Este disco pode ser o primeiro de muitos grandes discos dessa menina. Traz ao mainstream e ao primeiro lugar da Billboard uma delicadeza e inteligência poética que haviam ficado sufocadas pelos rappers americanos, aqueles que são, no fim das contas, apenas a versão original do funk ostentação – caras que cantam sobre dinheiro e carros, e/ou divas que basicamente faziam a mesma coisa – quando não se associavam a eles nos “features”.

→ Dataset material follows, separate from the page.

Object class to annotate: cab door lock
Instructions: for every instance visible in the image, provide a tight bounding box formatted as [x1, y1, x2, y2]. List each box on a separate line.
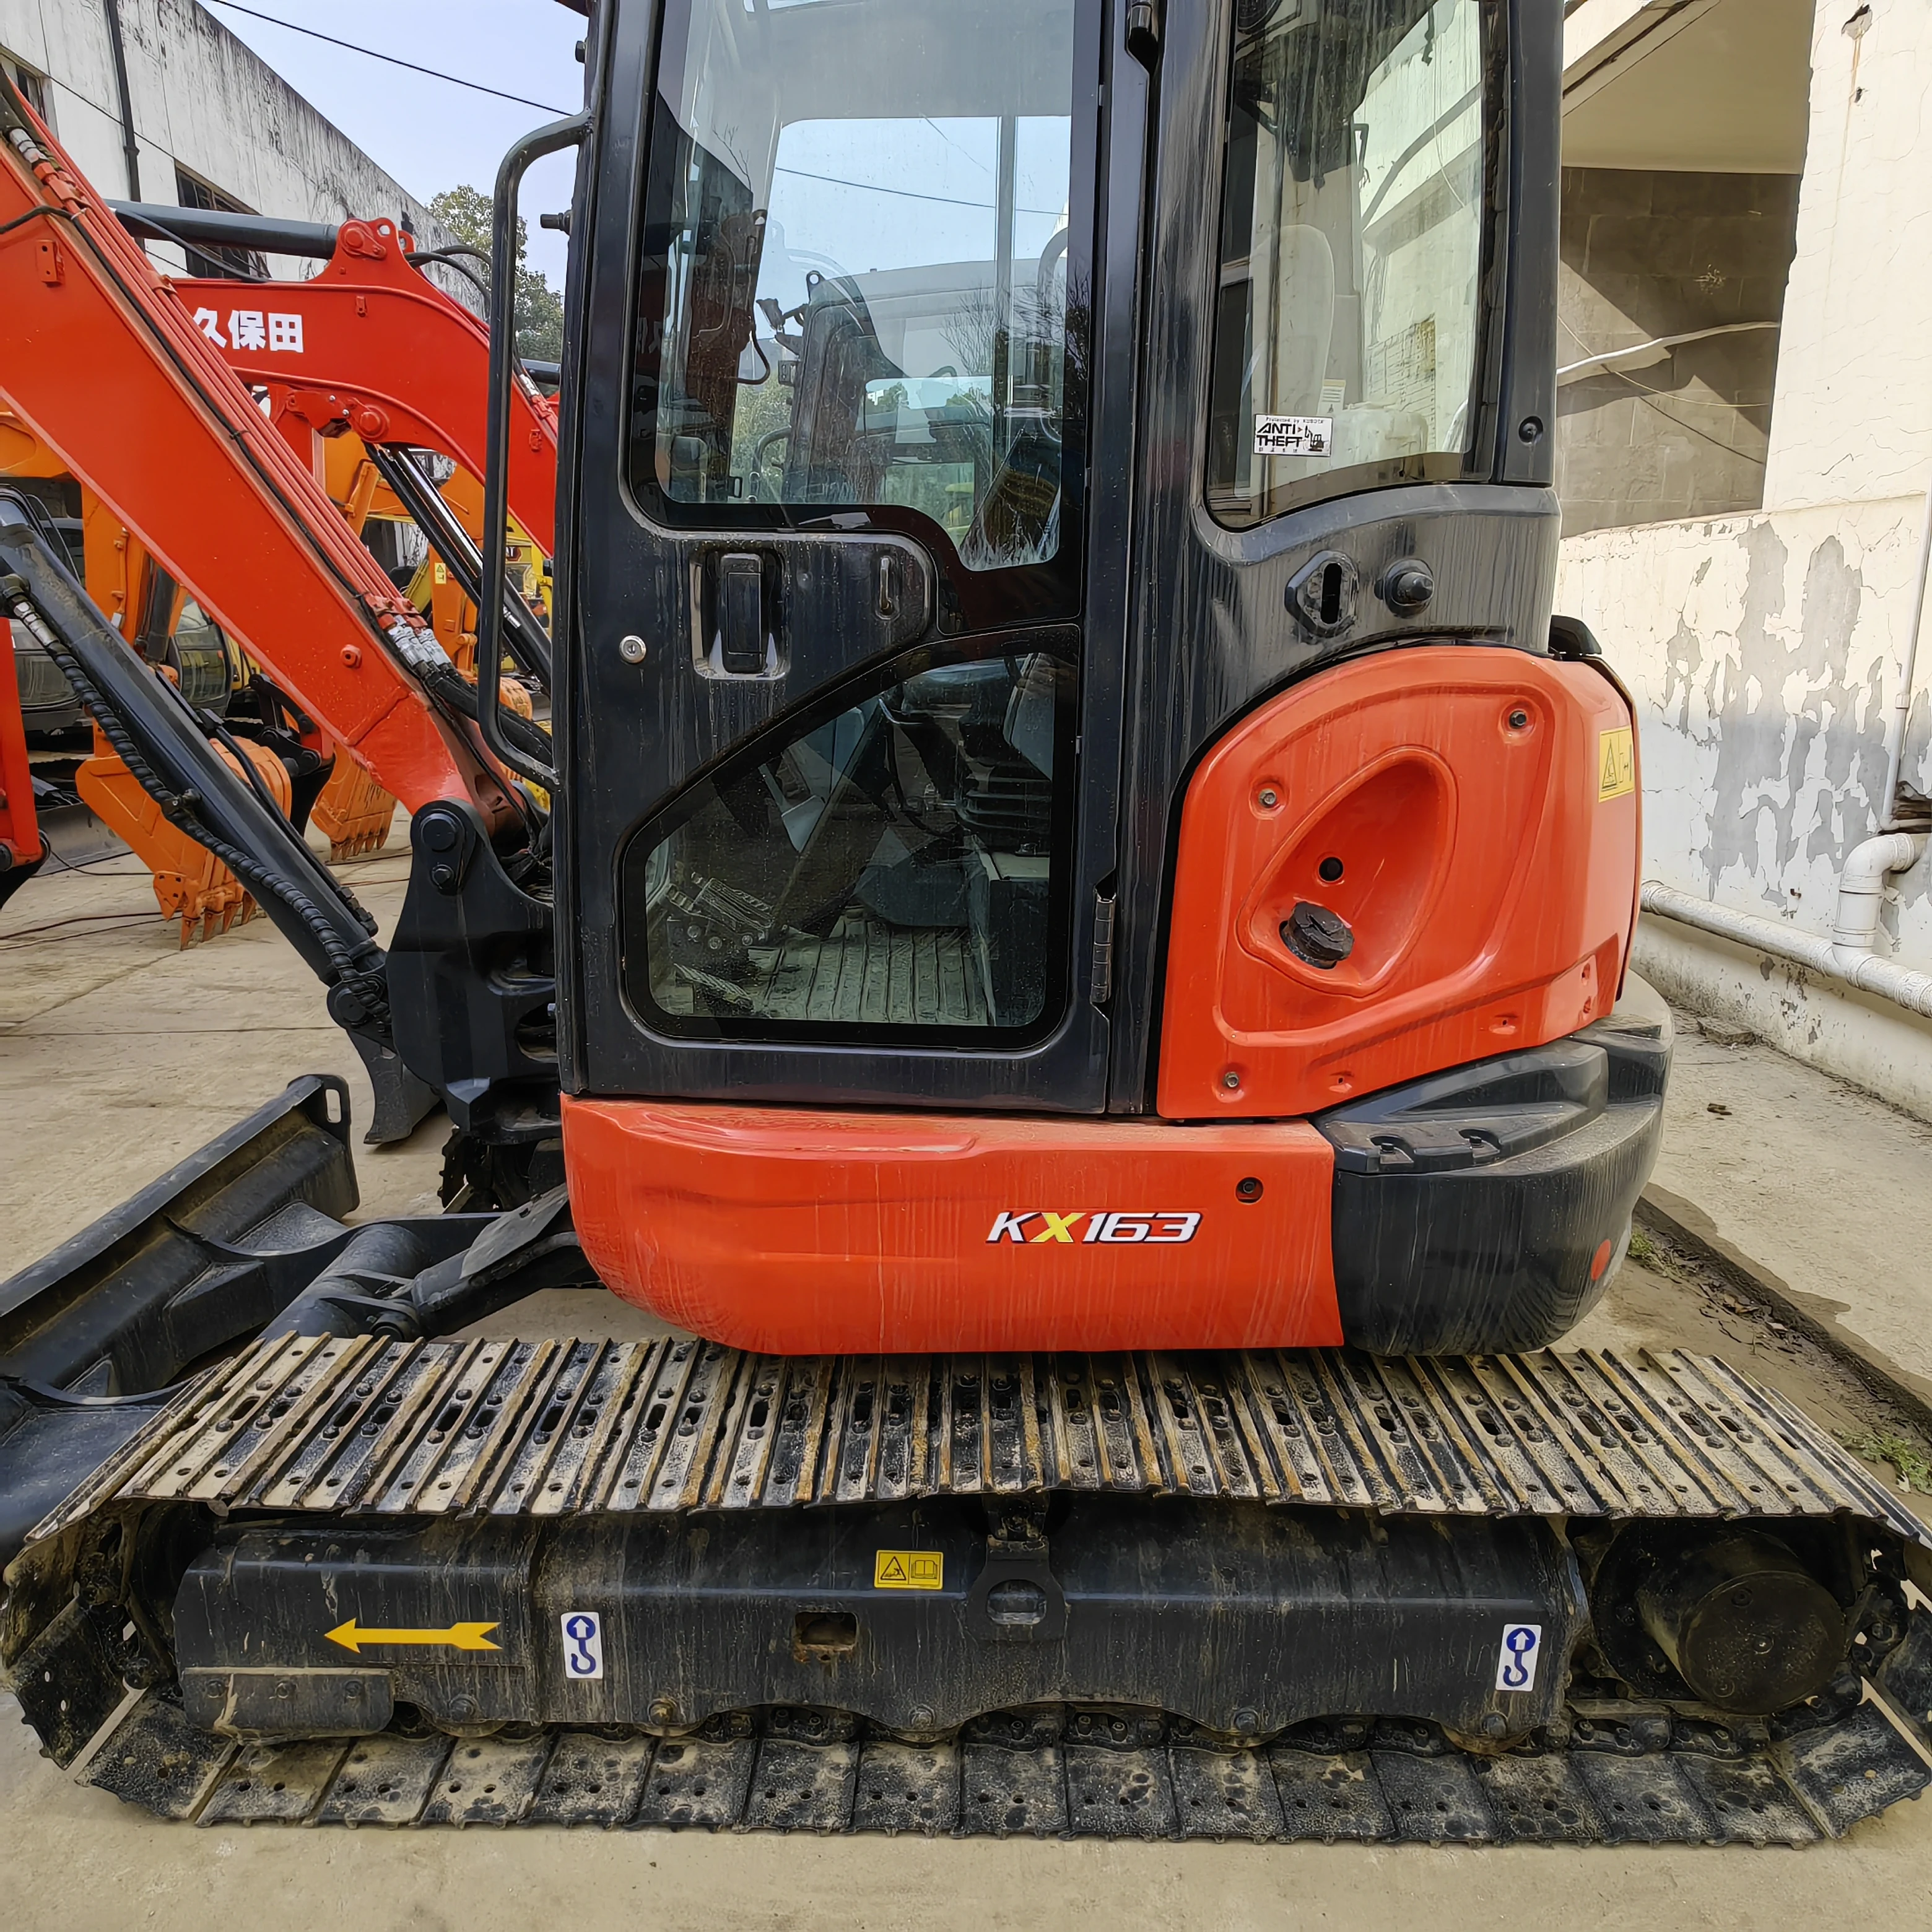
[713, 552, 768, 676]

É obvio que nada do que eu disse quer dizer que Lorde será o novo Elvis Presley, que vai determinar os rumos da música no futuro ou qualquer coisa parecida. Há muito chão para se percorrer ainda. Muito, muito, muito. Quer dizer que ela pode ser. É como um campeonato de futebol. É só o primeiro jogo, mas o time já te deixa animado, porque ele pode ser campeão, ainda que possa não ser no correr do tempo.

Também nada disso quer dizer que os outros artistas do mainstream sejam ruins ou fracos. Rihanna, por exemplo, ganhou um Grammy com uma música que foi brilhante, poética, e um grande sucesso: Umbrella. Dizer “eu divido meu guarda-chuva com você” é uma forma bastante bonita de dizer “eu gosto de você”.

Gnals Barkley teve um grande momento. Lady Gaga, também. Até mesmo a Beyoncé e seu marido, Jay-Z, tiveram grandes êxitos, tão pops quanto bons. Mas quando o mercado começa a se emparelhar, isto é, ter muita coisa parecida, é bom que apareça alguém para refrescar as ideias. É nesse espaço que a Lorde apareceu.

Tenho para mim que o nome do álbum não remete à droga “heroína pura” como pode parecer, mas a uma heroína da música, artista pura, que faz música pop, mas com mais verdade do que a que tem sido usada nos últimos anos. “Nós jamais seremos da nobreza, esse tipo de sorte não é para nós”. É um trecho de Royals. Num mundo tão cheio de reis e rainhas, Elvis, MJ, Madonna, Beyoncé, Roberto Carlos e até o Thiaguinho (já viram que seu logo tem uma coroa?), alguém haveria de ser uma simples heroína da plebe. Um herói da classe operária, como disse John Lennon. E essa, em geral, é uma outra estirpe de artista.